I had nothing to say, and he patted me on the knee and said, “Pray for me today.” And he got up and left, and I stayed there and prayed for him. Then I went in search of him again.
Y'all, I've realized something.
When Jesus tells us to come away to a deserted place and rest, he isn't wanting me to clear more time on my calendar...I mean, look at what happened in the Gospel reading. The disciples went away and were as busy as ever. It's not about “busy.” It's about burdens.
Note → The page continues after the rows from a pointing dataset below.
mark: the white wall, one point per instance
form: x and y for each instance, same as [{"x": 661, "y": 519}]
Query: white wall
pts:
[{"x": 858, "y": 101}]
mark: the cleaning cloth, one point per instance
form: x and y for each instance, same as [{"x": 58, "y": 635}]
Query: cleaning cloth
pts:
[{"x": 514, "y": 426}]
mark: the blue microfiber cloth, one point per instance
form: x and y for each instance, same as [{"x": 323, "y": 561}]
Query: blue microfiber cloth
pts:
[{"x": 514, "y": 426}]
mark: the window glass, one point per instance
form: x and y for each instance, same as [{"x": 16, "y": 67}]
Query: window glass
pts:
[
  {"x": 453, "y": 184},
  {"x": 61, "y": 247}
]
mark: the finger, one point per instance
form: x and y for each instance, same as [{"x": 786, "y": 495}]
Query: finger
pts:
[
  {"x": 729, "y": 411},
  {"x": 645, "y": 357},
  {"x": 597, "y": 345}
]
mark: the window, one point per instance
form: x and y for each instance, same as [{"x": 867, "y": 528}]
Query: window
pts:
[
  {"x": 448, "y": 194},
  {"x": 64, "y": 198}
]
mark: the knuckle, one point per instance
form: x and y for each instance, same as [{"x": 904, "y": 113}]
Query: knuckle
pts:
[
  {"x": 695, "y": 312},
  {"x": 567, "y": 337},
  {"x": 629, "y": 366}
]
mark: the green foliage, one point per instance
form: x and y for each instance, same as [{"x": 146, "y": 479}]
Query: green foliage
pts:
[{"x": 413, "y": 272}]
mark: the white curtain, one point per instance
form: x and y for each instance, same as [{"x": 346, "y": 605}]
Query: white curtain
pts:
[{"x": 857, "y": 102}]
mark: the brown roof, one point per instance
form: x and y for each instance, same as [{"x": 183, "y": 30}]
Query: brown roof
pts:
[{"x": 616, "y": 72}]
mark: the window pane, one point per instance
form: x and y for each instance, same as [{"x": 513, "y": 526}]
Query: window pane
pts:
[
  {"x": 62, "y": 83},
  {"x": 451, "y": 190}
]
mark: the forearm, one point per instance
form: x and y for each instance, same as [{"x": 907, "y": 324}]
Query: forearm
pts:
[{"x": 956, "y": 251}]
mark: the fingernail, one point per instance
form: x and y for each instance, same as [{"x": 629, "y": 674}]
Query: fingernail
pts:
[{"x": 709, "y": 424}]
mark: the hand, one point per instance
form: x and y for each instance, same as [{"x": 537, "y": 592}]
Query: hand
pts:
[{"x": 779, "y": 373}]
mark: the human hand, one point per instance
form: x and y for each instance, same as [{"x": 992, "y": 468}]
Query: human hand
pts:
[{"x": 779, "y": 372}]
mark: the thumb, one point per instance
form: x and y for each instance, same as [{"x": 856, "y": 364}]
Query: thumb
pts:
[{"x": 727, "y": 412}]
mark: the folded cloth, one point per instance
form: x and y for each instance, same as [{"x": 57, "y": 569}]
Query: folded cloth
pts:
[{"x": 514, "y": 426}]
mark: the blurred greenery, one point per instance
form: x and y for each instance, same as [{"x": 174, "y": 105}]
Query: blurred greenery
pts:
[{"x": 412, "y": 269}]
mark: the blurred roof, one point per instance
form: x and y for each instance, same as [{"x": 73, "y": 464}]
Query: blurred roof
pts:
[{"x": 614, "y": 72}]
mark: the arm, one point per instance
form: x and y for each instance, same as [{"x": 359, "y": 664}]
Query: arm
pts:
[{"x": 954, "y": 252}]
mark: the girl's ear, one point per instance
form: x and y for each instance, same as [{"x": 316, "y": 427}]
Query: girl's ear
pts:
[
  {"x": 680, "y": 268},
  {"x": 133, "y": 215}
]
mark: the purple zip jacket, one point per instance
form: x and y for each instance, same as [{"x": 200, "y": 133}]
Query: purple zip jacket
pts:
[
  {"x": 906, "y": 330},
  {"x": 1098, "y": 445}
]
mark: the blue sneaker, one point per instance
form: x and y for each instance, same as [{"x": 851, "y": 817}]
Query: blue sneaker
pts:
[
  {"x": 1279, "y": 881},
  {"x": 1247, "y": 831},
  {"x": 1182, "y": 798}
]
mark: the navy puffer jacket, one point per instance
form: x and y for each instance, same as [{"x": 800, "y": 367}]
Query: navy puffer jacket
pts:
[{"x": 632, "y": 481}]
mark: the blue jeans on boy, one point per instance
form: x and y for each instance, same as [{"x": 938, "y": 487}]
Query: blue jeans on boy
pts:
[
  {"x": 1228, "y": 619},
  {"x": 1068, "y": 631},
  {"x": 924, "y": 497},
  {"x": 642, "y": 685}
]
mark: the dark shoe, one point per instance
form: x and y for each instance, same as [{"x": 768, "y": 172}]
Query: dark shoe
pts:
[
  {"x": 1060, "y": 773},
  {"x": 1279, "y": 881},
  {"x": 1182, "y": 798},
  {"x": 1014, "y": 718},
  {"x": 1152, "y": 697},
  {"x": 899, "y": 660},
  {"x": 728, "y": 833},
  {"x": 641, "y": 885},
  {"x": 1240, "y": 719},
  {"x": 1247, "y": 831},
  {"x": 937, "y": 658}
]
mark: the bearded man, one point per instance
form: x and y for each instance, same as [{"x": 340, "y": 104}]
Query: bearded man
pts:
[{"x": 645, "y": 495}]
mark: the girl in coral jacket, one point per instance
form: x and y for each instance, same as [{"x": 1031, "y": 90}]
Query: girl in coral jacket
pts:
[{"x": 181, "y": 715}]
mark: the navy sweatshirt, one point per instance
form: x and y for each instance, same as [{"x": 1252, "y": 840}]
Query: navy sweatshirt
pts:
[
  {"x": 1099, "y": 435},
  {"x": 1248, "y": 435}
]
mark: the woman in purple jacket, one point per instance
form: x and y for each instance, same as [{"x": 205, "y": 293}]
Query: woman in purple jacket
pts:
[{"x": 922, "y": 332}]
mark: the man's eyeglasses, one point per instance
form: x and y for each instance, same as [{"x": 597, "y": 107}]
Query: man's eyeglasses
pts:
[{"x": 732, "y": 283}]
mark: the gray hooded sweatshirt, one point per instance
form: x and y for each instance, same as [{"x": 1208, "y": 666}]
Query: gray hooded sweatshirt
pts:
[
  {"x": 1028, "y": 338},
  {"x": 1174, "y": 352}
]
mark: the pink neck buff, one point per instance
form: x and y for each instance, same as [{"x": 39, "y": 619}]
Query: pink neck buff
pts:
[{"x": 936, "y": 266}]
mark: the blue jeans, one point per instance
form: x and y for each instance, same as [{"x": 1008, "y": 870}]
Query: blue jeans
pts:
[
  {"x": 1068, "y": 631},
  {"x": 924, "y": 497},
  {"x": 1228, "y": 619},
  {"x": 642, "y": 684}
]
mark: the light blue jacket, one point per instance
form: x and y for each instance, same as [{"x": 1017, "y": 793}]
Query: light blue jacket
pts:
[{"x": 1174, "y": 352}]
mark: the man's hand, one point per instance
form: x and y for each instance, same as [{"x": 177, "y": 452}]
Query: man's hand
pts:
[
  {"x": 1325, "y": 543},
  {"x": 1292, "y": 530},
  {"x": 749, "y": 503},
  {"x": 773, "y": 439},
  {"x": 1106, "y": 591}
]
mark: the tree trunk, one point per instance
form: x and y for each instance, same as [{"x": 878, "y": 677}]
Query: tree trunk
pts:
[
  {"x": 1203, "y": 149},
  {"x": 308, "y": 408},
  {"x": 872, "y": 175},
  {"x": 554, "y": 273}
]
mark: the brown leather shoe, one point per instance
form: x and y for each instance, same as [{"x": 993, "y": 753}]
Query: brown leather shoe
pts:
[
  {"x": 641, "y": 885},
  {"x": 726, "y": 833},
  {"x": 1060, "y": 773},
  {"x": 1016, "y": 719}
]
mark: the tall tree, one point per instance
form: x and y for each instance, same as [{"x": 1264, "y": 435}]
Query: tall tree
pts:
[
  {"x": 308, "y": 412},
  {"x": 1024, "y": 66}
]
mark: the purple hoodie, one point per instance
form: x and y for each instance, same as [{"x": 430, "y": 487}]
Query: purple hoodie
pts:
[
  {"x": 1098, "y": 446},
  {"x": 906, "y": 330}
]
Come to this lonely place and lay down your burdens, because this lonely place...this deserted place? It's not deserted at all, is it? God is there. God is there to give us permission to lay those burdens down. To lay our burdens down and even there to feel peace. And that peace of God is what keeps us going, doing this whole thing, this Christian thing, in the face of all that out there telling us to give up and quit.
The Apostle Paul tells us that Christ comes to proclaim peace to those who are far off and to those who are near. It's so easy to feel the peace of Christ when you feel he's near, right? But to feel peace when you are far off in that deserted place? That is truly a blessing. To know you are not alone, even there, that is truly a blessing.
I found that man by his daughter's bedside as she was crying, the whole world crashing down around her. I felt small and helpless. More than that, I felt pointless, except that maybe my purpose was just to bear witness to what I was seeing.
Because that man looked at me, and he smiled a wistful smile, then turned back to his daughter. And he looked tired, but he looked rested. And he looked pitiful but he looked strong as he laid down his own burdens and picked up the burdens of his remaining children and kept right on working.